Melvin’s interest in science was sparked in a very unusual way. His father and educator, as was Melvin’s mother, bought a bread company’s old truck. Melvin helped him rewire it, put in propane, and install bunk beds to convert it into a camper. In doing so, he learned how to repurpose stuff with vision and sweat equity and bits of mechanical, electrical, and chemical engineering. Another time, his mother gave him a chemistry set, with which he caused an explosion in their living room! Clearly, his parents were keen on encouraging his curiosity and creativity.

In addition to encouraging kids to study STEAM subjects, Melvin also encouraged them to always keep trying. When he was a kid in Lynchburg, Virginia, Melvin was a big fan of two books, The Little Engine That Could and Curious George Mr. Melvin played football in high school and continued into college thanks to his coach, Jimmy Green, who “always had a back,” just like the man in the yellow hat in Curious George. Because of his support, Melvin knew it was important to keep trying, just like the little engine that could. This was especially evident during the homecoming game at his high school when he dropped the ball in the end zone. His coach, who “had his back,” told him that he believed in him and told him to get back out there and do it again. Even the quarterback didn’t want to throw it to him, but Melvin ran down the sideline and caught the ball! 

Someone having his back and his refusal to give up recurred several times in Melvin’s life and were keys to his success. After working on an optical fiber sensor to monitor the X33 vehicle’s integrity, he got a call to be an astronaut. While doing spacewalk training in Russia in a 5,000,000-gallon pool, he was lowered on a platform into the water but did not have the pad in his helmet that would protect his ears from the pressure. After emergency surgery on his ears, another “man in the yellow hat,” the head of the program, Daniel Goldin, came to visit him in the hospital. Melvin was sure that his dream to walk in space had ended, but Goldin assured him that just as NASA had never given up on the Hubbel telescope, he would never give up on Melvin.

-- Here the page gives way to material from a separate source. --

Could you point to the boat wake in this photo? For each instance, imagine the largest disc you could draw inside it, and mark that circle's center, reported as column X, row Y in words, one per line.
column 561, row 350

Although Melvin was still medically disqualified from flying in space, things changed for him again after the Space Shuttle Columbia was destroyed when it returned to Earth. Melvin had regained partial hearing in one ear, and yet another “man in the yellow hat,” the chief of all flight surgeons believed in Melvin and cleared him medically. Melvin was assigned to the Space Shuttle Atlantis. Its mission was to install a laboratory at the International Space Station. While at the space station, Melvin had dinner with Russian and German astronauts, and his perspective changed as he and the others viewed the Earth, spoke of their hometowns, and “connected with all those who are, were, and will be.”

He ended his talk by encouraging the kids in the audience to never give up and keep going. “Believe in yourself, and listen to your parents and teachers.”

Dr. Tom Callahan, Director of Math and Science and Dr. Kim Riegel, a community member and founder of the nonprofit MINDSET, provided an overview of the new community-wide STEM collaboration centered around the book “Chasing Space.” Similar to “The Boy Who Harnessed the Wind” initiative two years ago, this effort will focus on K-12 activities that integrate STEM and the humanities and include a number of community activities.